Increasing the sample size has decreased the standard deviation of the sample as the bigger sample means that outliers have less impact on the distribution. The means have had some small changes - the higher sample size has made the means more accurate (i.e. closer to the mean of the populations).

In [17]:
sample1_20 = np.random.choice(pop1, 20, replace=True)
sample2_20 = np.random.choice(pop2, 20, replace=True)

In [19]:
summary1_20 = (sample1_20.mean(), sample1_20.std())
summary2_20 = (sample2_20.mean(), sample2_20.std())
(summary1_20, summary2_20)

((2.7000000000000002, 1.3820274961085255),
 (5.3499999999999996, 1.7684739183827394))

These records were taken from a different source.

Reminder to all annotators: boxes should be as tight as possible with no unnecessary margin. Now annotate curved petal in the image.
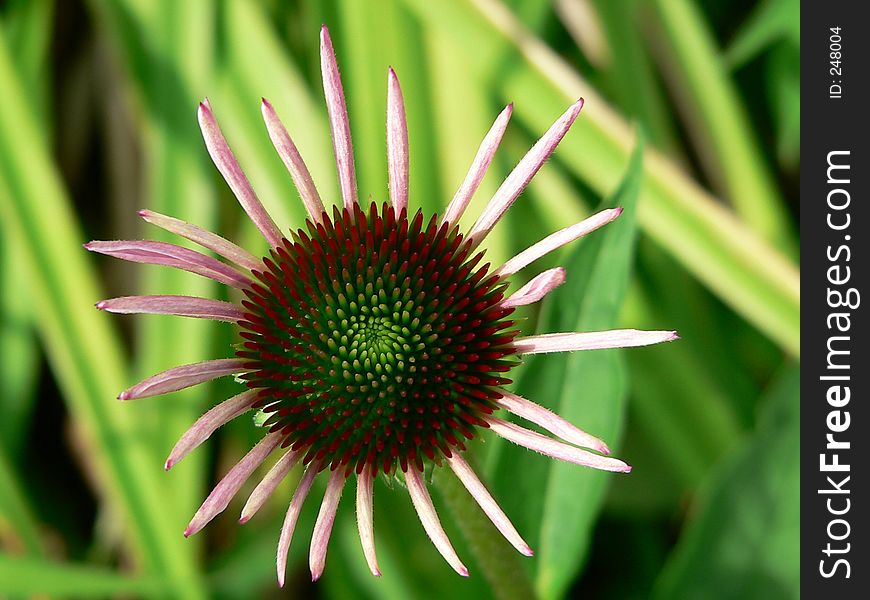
[496,390,610,454]
[275,464,318,587]
[85,240,251,288]
[356,467,381,577]
[164,390,257,471]
[320,25,357,215]
[139,210,263,271]
[184,431,285,537]
[405,467,468,577]
[468,98,583,244]
[96,296,245,323]
[387,67,408,217]
[493,208,622,277]
[118,358,247,400]
[486,417,631,473]
[239,450,302,523]
[514,329,679,354]
[501,267,565,308]
[308,469,347,581]
[447,452,534,556]
[197,100,284,248]
[441,104,514,223]
[261,98,324,223]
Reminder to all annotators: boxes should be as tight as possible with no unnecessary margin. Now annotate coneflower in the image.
[86,27,676,585]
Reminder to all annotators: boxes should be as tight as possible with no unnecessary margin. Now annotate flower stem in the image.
[433,469,537,600]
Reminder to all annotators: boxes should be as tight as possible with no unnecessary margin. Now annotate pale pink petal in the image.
[387,67,408,216]
[493,208,622,277]
[308,469,347,581]
[468,98,583,244]
[441,104,514,223]
[514,329,679,354]
[239,450,302,523]
[261,98,324,223]
[118,358,248,400]
[405,467,468,577]
[447,451,534,556]
[496,390,610,454]
[486,417,631,473]
[164,390,257,471]
[356,467,381,577]
[96,296,245,323]
[320,25,357,215]
[501,267,565,308]
[197,100,284,248]
[85,240,251,288]
[276,464,318,587]
[139,210,263,271]
[184,431,286,537]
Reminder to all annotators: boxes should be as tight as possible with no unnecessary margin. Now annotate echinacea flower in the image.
[86,27,676,585]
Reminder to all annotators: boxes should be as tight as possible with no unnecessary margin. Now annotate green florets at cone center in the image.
[237,205,515,472]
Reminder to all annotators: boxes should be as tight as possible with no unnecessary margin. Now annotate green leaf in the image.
[404,0,800,356]
[495,137,642,598]
[0,25,206,597]
[0,554,167,598]
[725,0,801,70]
[655,366,800,600]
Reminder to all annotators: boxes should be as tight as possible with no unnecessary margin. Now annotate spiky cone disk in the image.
[85,27,676,585]
[237,203,518,474]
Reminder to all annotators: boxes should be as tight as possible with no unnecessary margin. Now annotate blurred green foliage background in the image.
[0,0,800,599]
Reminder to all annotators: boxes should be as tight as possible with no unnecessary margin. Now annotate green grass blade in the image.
[529,137,643,598]
[0,446,44,556]
[0,554,169,598]
[0,29,206,597]
[654,0,795,253]
[404,0,800,355]
[654,367,800,600]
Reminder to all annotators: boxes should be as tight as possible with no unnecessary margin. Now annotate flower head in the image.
[86,28,676,584]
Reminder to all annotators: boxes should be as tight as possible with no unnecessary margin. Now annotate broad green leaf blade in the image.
[0,29,206,597]
[494,137,642,598]
[529,140,649,598]
[655,366,800,600]
[0,554,169,598]
[403,0,800,355]
[725,0,801,69]
[434,465,535,600]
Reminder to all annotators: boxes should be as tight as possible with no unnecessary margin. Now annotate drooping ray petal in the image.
[139,210,263,270]
[356,467,381,577]
[118,358,248,400]
[96,296,245,323]
[320,25,357,214]
[261,98,323,223]
[276,464,318,587]
[441,104,514,223]
[496,390,610,454]
[405,467,468,577]
[197,100,284,248]
[184,431,286,537]
[239,450,302,523]
[308,469,347,581]
[387,67,408,215]
[164,390,257,471]
[85,240,251,288]
[501,267,565,308]
[486,416,631,473]
[493,208,622,277]
[514,329,679,354]
[447,452,534,556]
[468,98,583,244]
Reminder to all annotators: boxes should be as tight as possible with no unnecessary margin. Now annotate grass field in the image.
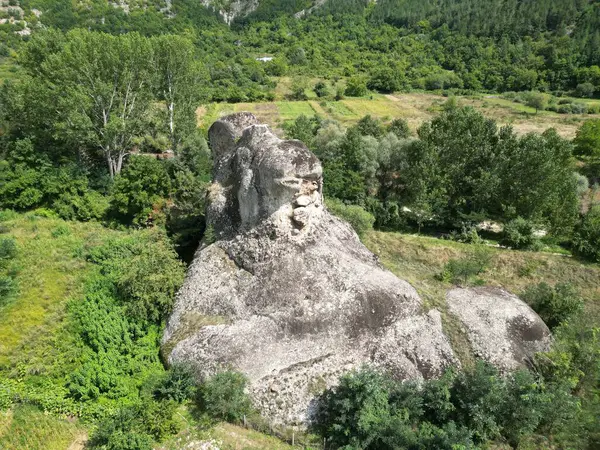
[0,213,600,450]
[198,93,600,139]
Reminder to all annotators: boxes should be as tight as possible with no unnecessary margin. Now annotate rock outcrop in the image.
[446,287,552,371]
[163,113,457,424]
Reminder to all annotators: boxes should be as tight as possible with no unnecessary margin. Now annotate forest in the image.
[0,0,600,450]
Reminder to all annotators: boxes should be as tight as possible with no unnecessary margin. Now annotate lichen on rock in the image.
[163,113,457,424]
[446,287,552,372]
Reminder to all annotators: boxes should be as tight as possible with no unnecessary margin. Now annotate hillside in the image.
[0,0,600,450]
[197,90,600,139]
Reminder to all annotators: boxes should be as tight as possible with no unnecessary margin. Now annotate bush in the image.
[89,399,178,450]
[0,237,17,268]
[575,82,596,98]
[326,198,375,237]
[314,81,329,98]
[522,283,583,329]
[367,67,401,92]
[573,206,600,262]
[356,115,385,138]
[344,77,367,97]
[109,156,171,226]
[388,119,411,139]
[440,245,492,283]
[152,364,196,403]
[199,371,252,423]
[314,361,564,450]
[88,231,185,323]
[502,217,541,250]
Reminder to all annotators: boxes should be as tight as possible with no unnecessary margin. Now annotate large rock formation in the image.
[446,287,552,371]
[163,113,457,424]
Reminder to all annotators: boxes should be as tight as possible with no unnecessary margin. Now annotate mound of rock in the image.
[163,113,457,424]
[446,287,552,371]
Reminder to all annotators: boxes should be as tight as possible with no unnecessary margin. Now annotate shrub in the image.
[109,156,171,226]
[290,77,308,100]
[314,81,329,98]
[575,82,596,98]
[152,364,196,403]
[522,283,583,329]
[344,77,367,97]
[440,245,492,283]
[573,119,600,158]
[0,237,17,268]
[525,92,549,113]
[367,67,401,92]
[88,231,184,323]
[571,103,588,114]
[88,407,153,450]
[326,198,375,237]
[502,217,540,250]
[199,371,252,423]
[89,399,178,450]
[388,119,411,139]
[573,206,600,262]
[356,115,385,138]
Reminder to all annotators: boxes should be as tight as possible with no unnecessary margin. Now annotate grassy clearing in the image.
[0,406,86,450]
[0,213,125,374]
[198,93,600,139]
[364,231,600,364]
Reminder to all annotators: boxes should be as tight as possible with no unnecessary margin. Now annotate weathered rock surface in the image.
[446,288,552,371]
[163,113,457,424]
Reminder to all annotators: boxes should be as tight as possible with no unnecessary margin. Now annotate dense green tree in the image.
[200,371,252,423]
[573,205,600,262]
[109,156,171,226]
[344,77,367,97]
[573,119,600,159]
[43,31,152,177]
[522,282,583,329]
[151,35,200,152]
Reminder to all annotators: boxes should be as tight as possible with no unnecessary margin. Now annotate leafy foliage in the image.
[327,199,375,236]
[109,156,171,226]
[440,244,492,283]
[502,217,540,250]
[522,282,583,329]
[573,206,600,262]
[199,371,252,423]
[315,361,576,449]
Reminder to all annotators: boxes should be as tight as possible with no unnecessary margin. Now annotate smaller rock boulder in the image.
[446,287,552,371]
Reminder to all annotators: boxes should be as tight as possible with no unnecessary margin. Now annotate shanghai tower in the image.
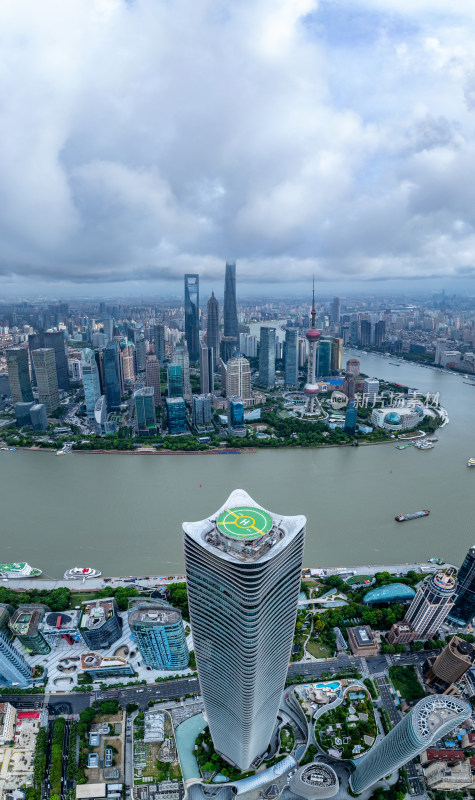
[224,261,239,343]
[183,489,306,770]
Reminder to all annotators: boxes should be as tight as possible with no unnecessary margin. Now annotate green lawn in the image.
[389,666,426,700]
[307,640,333,658]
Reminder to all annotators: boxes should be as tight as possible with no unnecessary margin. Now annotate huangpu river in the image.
[0,346,475,578]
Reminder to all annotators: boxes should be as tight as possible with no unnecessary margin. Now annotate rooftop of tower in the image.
[414,695,471,741]
[183,489,306,563]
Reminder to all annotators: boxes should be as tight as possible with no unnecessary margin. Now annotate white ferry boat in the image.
[0,561,42,580]
[56,442,73,456]
[64,567,102,581]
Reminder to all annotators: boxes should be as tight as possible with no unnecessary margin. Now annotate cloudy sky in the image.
[0,0,475,294]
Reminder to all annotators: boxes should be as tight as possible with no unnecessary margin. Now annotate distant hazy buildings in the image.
[350,695,471,794]
[32,347,59,414]
[6,347,33,403]
[185,274,200,361]
[102,342,121,411]
[449,547,475,626]
[206,292,220,371]
[224,262,239,344]
[134,386,157,436]
[154,323,165,364]
[183,490,306,774]
[259,327,275,389]
[81,347,101,422]
[28,331,69,391]
[129,601,189,670]
[145,355,162,405]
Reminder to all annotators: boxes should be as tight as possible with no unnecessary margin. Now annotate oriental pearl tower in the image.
[304,279,321,414]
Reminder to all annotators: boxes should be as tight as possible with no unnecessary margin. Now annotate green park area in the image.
[315,686,378,759]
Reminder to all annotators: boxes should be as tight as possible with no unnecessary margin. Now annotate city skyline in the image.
[0,0,475,289]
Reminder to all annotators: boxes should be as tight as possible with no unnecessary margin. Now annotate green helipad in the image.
[216,506,273,539]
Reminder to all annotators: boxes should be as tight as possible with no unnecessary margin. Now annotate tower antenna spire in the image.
[311,275,317,328]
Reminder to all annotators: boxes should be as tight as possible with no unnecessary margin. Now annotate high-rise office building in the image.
[363,378,379,402]
[134,386,157,436]
[259,327,275,389]
[150,322,165,364]
[135,339,146,372]
[9,605,51,654]
[185,274,200,362]
[404,568,456,639]
[449,546,475,626]
[331,336,343,375]
[227,397,246,436]
[167,396,188,435]
[0,603,33,686]
[284,328,299,386]
[14,400,35,428]
[79,597,122,650]
[346,358,360,378]
[192,394,213,431]
[171,341,192,403]
[145,356,162,406]
[374,319,386,347]
[120,342,135,386]
[350,695,472,794]
[345,400,358,436]
[206,292,219,370]
[223,262,239,343]
[28,331,69,391]
[200,342,214,394]
[223,356,252,400]
[167,364,183,397]
[424,636,475,691]
[317,339,333,378]
[81,347,101,422]
[129,600,189,670]
[183,489,306,770]
[359,319,371,347]
[30,403,48,433]
[304,282,320,414]
[32,347,59,414]
[102,342,121,411]
[6,347,33,403]
[102,317,114,345]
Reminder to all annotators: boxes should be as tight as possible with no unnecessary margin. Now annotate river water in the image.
[0,351,475,577]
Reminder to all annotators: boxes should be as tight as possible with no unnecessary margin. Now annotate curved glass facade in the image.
[350,695,471,794]
[183,490,306,769]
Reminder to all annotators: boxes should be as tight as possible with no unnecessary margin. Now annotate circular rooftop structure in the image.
[305,328,322,341]
[216,506,273,539]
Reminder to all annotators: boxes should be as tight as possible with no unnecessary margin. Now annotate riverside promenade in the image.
[0,561,453,592]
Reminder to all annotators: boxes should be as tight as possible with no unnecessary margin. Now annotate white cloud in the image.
[0,0,475,283]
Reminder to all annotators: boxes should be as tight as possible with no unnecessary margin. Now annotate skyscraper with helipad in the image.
[183,489,306,769]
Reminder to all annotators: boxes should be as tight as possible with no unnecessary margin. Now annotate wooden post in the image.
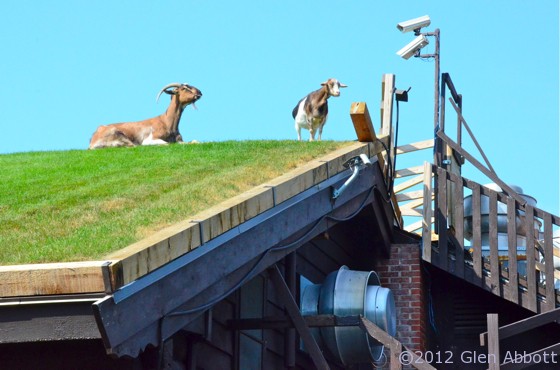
[284,252,297,369]
[434,167,451,271]
[471,183,484,287]
[422,162,432,263]
[486,313,500,370]
[350,102,403,225]
[525,205,538,312]
[350,102,377,143]
[488,190,500,295]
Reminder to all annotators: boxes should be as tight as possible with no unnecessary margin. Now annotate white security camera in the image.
[360,154,371,167]
[397,15,430,33]
[397,35,429,59]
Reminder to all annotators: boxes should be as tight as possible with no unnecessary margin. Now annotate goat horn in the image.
[156,82,183,103]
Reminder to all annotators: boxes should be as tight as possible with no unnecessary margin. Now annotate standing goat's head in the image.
[321,78,348,96]
[156,82,202,108]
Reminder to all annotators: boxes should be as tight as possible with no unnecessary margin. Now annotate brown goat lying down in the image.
[89,83,202,149]
[292,78,347,141]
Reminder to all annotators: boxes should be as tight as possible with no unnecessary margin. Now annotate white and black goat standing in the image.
[292,78,347,141]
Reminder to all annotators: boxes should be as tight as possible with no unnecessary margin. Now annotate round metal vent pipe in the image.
[301,266,397,366]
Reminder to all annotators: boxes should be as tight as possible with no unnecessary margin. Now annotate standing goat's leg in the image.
[308,124,315,141]
[317,126,323,141]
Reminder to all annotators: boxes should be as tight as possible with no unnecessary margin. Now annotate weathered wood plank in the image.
[544,214,556,311]
[467,182,484,286]
[435,168,449,271]
[397,190,424,202]
[488,191,500,295]
[319,142,369,177]
[259,160,328,205]
[105,221,201,290]
[487,313,500,370]
[395,166,424,179]
[422,162,432,263]
[507,198,520,303]
[190,185,274,243]
[449,173,465,279]
[393,175,424,193]
[0,261,110,298]
[397,139,434,154]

The (substantially) smaller sample sizes has led to the new means being  less accruate and the standard deviations are now wider. The smaller sample size therefore leads to less accurate results.

## Question 2

Change the probability value (p in the NumPy documentation) for pop1 to 0.3, then take new samples and compute the t-statistic and p-value. Then change the probability value p for group 1 to 0.4, and do it again. What changes, and why?

In [22]:
pop1_1 = np.random.binomial(10, 0.3, 10000)
sample1_1 = np.random.choice(pop1_1, 100, replace=True)

In [23]:
# calculating t stat between sample1 and sample1_1 (both have sample size 100)
diffmean = sample1.mean() - sample1_1.mean()
se = (sample1.std()**2/len(sample1) + sample1_1.std()**2/len(sample1_1))**0.5
tstat = diffmean/se
tstat

-6.474894434077382

The t-stat is large and therefore we can reject the null hypothesis that the samples are drawn from the same distribution.

In [26]:
pop1_2 = np.random.binomial(10, 0.4, 10000)
sample1_2 = np.random.choice(pop1_1, 100, replace=True)

In [27]:
# calculating t stat between sample1 and sample1_2 (both have sample size 100)
diffmean2 = sample1.mean() - sample1_2.mean()
se2 = (sample1.std()**2/len(sample1) + sample1_2.std()**2/len(sample1_2))**0.5
tstat2 = diffmean2/se2
tstat2

-7.0779593193008079

The t-stat has become larger which is to be expected since the populations which are being compared (pop1 and pop1_2 have greater differences. Note that a bigger t-stat compared to the earlier calculation will not always be the case, it still depends on the sample drawn. Both, however, should be consistently large.

## Question 3

Change the distribution of your populations from binomial to a distribution of your choice. Do the sample mean values still accurately represent the population values?

In [29]:
fpop = np.random.f(1, 5, 10000)
fpopmean = fpop.mean()
fpopstd = fpop.std()
fsample = np.random.choice(fpop, 100, replace=True)
fsamplemean = fsample.mean()
fsamplestd = fsample.std()

In [31]:
(fpopmean, fsamplemean)

(1.6390056835814248, 1.2422824442857381)

In [32]:
(fpopstd, fsamplestd)

(3.7960583374278425, 1.6897080819569739)

If the sample size is large enough then according to the CLT the mean of the samples will converge to the mean of the population values.